So I recently installed a copy of MyBB on a vps and it seems to be pretty stable and handles well, but I have a question. would it be safer to host a MyBB forum on a VPS then use shared hosting. heres my perspective:
With Shared Hosting alot of the shared servers get Symmlinked & or rooted.
With Shared VPS servers you are probably likely to be hacked but you would probably need a higher advanced knowledge of hacking.
Shared hosting isn't cheap. usually it costs like $1-2 but you can get a VPS cheap for 1 year at a cheap price.
With a VPS its not really hard with the file management but with shared it has a easy to manage file manager on Cpanel.
That's how I see it. what do you guys think?
As long as the server is being kept up to date and isn't mis-configured you should be fine either way. If you don't have an understanding of network and server security you're probably better of going with shared hosting (or a managed VPS, but that doesn't guarantee anything). Security spans through multiple layers. Just make sure you have a plan in case you do get hacked.
Yeah nathan. I got a really good and secure VPS, and I'm pretty sure it's secure and managed. I have it backed up on my PC and if anything goes wrong. or someone eventually gets in I'll be ready. although the lag of the server isn't the best I don't have the SQL database connected with the VPS so when they hack the site they'll have no idea where to go.
(2013-01-08, 11:10 AM)HCforums Wrote: [ -> ]I don't have the SQL database connected with the VPS so when they hack the site they'll have no idea where to go.
All someone would have to do is open your config.php in your mybb install and they would have all the db details. Unless I misunderstood what you meant
Lol, you can't open config in the /install directory silly the config file is in the /inc directory. the hell man?
(2013-01-09, 01:02 PM)HCforums Wrote: [ -> ]Lol, you can't open config in the /install directory silly the config file is in the /inc directory. the hell man?
He's saying that if someone managed to gain file system access, they could just read ./inc/config.php and connect to the remote server without even needing to use your server. That is, unless you have a firewall setup which only that specific server can connect to. In either case that could still connect to your database a dump it or worse.

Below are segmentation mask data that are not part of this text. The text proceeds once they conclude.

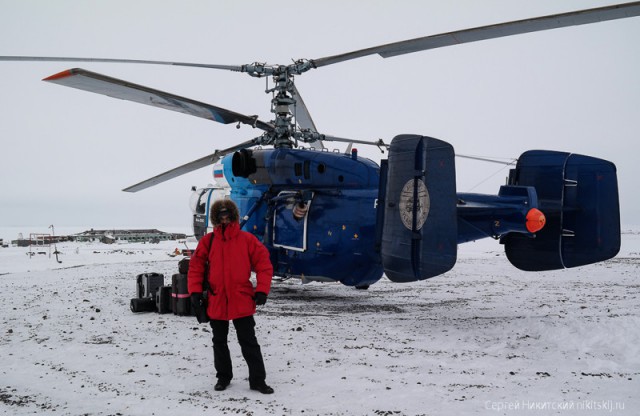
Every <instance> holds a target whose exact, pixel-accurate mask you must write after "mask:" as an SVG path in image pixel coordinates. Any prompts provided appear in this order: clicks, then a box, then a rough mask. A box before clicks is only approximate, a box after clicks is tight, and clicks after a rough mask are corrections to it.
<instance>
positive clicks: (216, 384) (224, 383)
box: [213, 380, 230, 391]
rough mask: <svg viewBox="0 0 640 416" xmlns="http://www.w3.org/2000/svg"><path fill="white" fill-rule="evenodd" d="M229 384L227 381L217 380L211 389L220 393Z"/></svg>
mask: <svg viewBox="0 0 640 416" xmlns="http://www.w3.org/2000/svg"><path fill="white" fill-rule="evenodd" d="M229 383H230V381H229V380H218V382H217V383H216V385H215V386H214V387H213V389H214V390H215V391H222V390H224V389H226V388H227V387H228V386H229Z"/></svg>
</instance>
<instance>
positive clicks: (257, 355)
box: [210, 316, 267, 385]
mask: <svg viewBox="0 0 640 416" xmlns="http://www.w3.org/2000/svg"><path fill="white" fill-rule="evenodd" d="M210 325H211V330H212V332H213V361H214V364H215V367H216V377H217V378H218V379H219V380H225V381H231V379H232V378H233V369H232V364H231V354H230V353H229V345H228V336H229V321H218V320H211V322H210ZM233 326H234V327H235V328H236V335H237V336H238V343H239V344H240V349H241V350H242V356H243V357H244V360H245V361H246V362H247V366H249V384H251V385H254V384H256V385H259V384H262V383H264V381H265V379H266V376H267V374H266V371H265V369H264V362H263V360H262V351H261V350H260V345H258V340H257V339H256V333H255V326H256V321H255V320H254V319H253V316H247V317H245V318H239V319H235V320H234V321H233Z"/></svg>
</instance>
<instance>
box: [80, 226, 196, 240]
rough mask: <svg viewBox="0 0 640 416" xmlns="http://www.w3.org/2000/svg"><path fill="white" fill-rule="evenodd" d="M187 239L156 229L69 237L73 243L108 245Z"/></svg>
mask: <svg viewBox="0 0 640 416" xmlns="http://www.w3.org/2000/svg"><path fill="white" fill-rule="evenodd" d="M181 238H187V235H186V234H175V233H165V232H163V231H160V230H156V229H147V230H94V229H93V228H92V229H90V230H88V231H83V232H81V233H78V234H73V235H70V236H69V239H70V240H72V241H78V242H101V243H106V244H111V243H116V242H125V241H127V242H141V241H145V242H150V243H158V242H160V241H167V240H178V239H181Z"/></svg>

Shared servers being rooted honestly depends on how seriously a provider takes security.
(2013-01-09, 01:23 PM)Nathan Malcolm Wrote: [ -> ] (2013-01-09, 01:02 PM)HCforums Wrote: [ -> ]Lol, you can't open config in the /install directory silly the config file is in the /inc directory. the hell man?
He's saying that if someone managed to gain file system access, they could just read ./inc/config.php and connect to the remote server without even needing to use your server. That is, unless you have a firewall setup which only that specific server can connect to. In either case that could still connect to your database a dump it or worse.
now that you say that I actually managed to figure out how to control the firewall and use linux to drop IP tables. although there are safe alternatives. I can pretty much figure a few ways to prevent the databases from being attacked/hacked. dropping IP tables is a simpler approach for me. he said in the install not the /inc directory.
(2013-01-09, 01:28 PM)StingReay Wrote: [ -> ]Shared servers being rooted honestly depends on how seriously a provider takes security.
You wouldn't believe how many shared servers I've been on have been rooted and hacked.
Zedehost.co.uk Symlinked and rooted
Spetsnazhost.com Symlinked
It's not that hard really. all I would have to do is upload a symlink script in my hosting folder on shared hosting and then open it up. there are alot of vulnerable sites that are easy to symlink out there.
(BTW I didn't symlink those sites a bunch of hackers were stalking me.)
(2013-01-08, 03:54 PM)InfernoSoft Wrote: [ -> ]All someone would have to do is open your config.php in your mybb install and they would have all the db details. Unless I misunderstood what you meant
He's referring to your installation of MyBB, not the ./install/ directory.
(2013-01-09, 02:31 PM)Nathan Malcolm Wrote: [ -> ] (2013-01-08, 03:54 PM)InfernoSoft Wrote: [ -> ]All someone would have to do is open your config.php in your mybb install and they would have all the db details. Unless I misunderstood what you meant
He's referring to your installation of MyBB, not the ./install/ directory.
Hmm good point although like I said. I could always use the dropiptables command if someone manages to get in.